The bitterness reducing agent according to claim 1, which is 0% by weight or less. 3. The method according to claim 1, wherein the acidic phospholipid or the lyso form thereof is present in the lipid mixture, and the amount of the acidic phospholipid or the lyso form thereof in the lipid mixture is 20% by weight or more. Bitter taste reducing agent. 4. The bitter taste reducing agent according to claim 1, which contains both an acidic phospholipid and a lyso form thereof. 5. An acidic phospholipid or a lyso form thereof is present in a lipid mixture, and an amount of a neutral phospholipid in the lipid mixture is not more than twice the content of the acidic phospholipid or a lyso form thereof. The bitterness reducing agent according to claim 1. 6. The bitter taste reducing agent according to claim 1, wherein the acidic phospholipid and its lyso form are phosphatidic acid and lysophosphatidic acid, respectively. 7. The bitterness reducing agent according to any one of claims 1 to 6 is added to a food having a bitter taste as an active ingredient in an amount of 0.05 to 30% by weight based on the total amount of the food. A method for reducing bitterness, characterized in that: 8. A pharmaceutical product having a bitter taste, wherein the pharmaceutical product has a bitter taste.
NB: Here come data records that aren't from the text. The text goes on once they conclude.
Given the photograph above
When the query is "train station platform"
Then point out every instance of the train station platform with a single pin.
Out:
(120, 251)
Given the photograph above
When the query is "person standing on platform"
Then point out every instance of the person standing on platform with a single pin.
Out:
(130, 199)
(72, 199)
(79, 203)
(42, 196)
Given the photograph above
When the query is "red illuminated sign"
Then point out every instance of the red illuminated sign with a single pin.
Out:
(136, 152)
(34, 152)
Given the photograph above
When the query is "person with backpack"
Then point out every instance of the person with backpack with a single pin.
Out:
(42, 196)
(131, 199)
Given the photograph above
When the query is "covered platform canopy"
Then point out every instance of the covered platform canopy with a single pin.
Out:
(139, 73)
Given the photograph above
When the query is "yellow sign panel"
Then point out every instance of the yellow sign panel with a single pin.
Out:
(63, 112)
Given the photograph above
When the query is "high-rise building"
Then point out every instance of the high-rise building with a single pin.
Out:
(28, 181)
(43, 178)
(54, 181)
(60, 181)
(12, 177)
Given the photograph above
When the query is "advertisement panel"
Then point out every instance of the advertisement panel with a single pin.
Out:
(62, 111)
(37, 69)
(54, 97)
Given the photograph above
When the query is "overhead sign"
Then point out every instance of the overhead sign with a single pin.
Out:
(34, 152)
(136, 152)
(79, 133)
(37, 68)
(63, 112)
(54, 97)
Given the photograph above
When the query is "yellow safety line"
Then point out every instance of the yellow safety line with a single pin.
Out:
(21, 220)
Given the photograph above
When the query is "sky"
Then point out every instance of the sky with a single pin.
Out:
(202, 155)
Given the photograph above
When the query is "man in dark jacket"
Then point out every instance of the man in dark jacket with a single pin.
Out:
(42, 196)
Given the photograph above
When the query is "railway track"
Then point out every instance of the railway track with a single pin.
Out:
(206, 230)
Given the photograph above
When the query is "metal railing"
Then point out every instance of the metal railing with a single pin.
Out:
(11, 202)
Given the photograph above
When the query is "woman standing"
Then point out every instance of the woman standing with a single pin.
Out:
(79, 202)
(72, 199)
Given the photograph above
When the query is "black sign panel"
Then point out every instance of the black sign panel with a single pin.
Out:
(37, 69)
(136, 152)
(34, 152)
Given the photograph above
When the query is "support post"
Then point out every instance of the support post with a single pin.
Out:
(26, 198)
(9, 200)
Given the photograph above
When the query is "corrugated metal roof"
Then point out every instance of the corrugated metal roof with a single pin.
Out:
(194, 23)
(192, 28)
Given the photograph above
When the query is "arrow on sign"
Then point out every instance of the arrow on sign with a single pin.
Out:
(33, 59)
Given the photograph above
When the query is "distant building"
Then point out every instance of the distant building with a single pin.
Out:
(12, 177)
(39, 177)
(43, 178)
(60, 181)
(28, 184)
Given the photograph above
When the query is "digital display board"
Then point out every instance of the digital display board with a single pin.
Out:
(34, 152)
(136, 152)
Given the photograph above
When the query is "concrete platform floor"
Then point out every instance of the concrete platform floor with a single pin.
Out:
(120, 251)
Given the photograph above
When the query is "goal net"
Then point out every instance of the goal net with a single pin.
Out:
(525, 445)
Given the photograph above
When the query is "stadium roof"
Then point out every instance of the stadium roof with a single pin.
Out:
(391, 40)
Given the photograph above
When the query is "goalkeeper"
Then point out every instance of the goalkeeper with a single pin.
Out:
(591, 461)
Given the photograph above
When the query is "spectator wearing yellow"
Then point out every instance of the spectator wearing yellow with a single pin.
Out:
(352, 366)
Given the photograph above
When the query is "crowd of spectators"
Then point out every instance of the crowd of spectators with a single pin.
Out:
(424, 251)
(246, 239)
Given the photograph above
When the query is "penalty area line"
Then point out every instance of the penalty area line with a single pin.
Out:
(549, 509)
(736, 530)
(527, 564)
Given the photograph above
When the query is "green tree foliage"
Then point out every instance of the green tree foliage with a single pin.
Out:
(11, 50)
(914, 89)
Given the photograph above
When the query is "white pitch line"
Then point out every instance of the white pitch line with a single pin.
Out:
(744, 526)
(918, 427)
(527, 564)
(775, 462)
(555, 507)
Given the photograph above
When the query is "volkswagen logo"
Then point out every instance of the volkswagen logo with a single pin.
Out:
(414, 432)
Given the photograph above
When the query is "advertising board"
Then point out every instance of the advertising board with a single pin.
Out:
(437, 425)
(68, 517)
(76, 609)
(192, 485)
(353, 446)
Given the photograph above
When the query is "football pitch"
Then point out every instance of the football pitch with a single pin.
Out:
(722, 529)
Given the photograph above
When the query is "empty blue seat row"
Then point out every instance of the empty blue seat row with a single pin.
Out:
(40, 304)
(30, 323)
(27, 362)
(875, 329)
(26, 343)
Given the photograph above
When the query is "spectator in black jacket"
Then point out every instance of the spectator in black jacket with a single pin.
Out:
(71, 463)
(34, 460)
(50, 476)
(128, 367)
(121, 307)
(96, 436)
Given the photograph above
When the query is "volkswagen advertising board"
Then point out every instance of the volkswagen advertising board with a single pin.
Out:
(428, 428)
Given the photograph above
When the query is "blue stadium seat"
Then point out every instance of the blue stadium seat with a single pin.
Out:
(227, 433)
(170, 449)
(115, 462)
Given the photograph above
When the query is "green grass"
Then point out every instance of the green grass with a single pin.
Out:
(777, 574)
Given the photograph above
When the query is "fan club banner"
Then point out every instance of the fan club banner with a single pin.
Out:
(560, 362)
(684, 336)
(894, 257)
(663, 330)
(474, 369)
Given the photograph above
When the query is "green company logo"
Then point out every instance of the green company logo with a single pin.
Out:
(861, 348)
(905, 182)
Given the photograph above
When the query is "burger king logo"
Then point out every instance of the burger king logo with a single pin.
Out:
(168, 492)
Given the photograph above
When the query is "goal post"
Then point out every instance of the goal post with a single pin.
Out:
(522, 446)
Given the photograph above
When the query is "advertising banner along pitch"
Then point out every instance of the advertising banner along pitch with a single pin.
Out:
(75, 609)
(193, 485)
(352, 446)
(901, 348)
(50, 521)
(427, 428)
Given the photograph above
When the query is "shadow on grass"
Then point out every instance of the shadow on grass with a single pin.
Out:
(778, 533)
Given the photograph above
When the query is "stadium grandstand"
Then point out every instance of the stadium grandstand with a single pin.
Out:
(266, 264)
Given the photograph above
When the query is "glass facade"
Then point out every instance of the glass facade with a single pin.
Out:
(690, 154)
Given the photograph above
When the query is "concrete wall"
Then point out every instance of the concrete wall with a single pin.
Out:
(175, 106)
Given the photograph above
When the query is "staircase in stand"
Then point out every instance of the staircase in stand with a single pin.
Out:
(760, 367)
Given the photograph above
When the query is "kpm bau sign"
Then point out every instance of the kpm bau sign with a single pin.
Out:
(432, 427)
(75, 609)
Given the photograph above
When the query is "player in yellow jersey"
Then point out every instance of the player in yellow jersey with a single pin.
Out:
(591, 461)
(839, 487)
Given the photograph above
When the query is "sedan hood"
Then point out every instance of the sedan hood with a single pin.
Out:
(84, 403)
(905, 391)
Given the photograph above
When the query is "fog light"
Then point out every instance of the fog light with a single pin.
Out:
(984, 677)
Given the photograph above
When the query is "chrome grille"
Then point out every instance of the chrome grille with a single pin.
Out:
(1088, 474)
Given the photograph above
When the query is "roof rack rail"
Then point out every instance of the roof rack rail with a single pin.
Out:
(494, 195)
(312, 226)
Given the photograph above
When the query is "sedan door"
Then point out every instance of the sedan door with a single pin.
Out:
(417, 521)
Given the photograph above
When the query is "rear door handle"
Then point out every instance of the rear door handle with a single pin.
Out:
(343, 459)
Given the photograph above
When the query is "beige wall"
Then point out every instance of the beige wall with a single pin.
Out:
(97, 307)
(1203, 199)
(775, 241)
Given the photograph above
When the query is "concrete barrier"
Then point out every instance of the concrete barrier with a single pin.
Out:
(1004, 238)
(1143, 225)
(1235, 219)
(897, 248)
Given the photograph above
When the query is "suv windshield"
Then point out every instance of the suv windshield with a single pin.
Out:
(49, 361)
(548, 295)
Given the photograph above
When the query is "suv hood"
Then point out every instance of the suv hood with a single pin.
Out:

13. A method for reducing bitterness, comprising adding the bitterness reducing agent according to any one of the above items as an active ingredient in an amount of 0.01 to 60% by weight based on the total amount of the drug. 9. A cosmetic product having a bitter taste, wherein the cosmetic product has a bitter taste.
13. A method for reducing bitterness, which comprises adding the bitterness reducing agent according to any one of the above items as an active ingredient to the cosmetic in an amount of 0.05 to 30% by weight.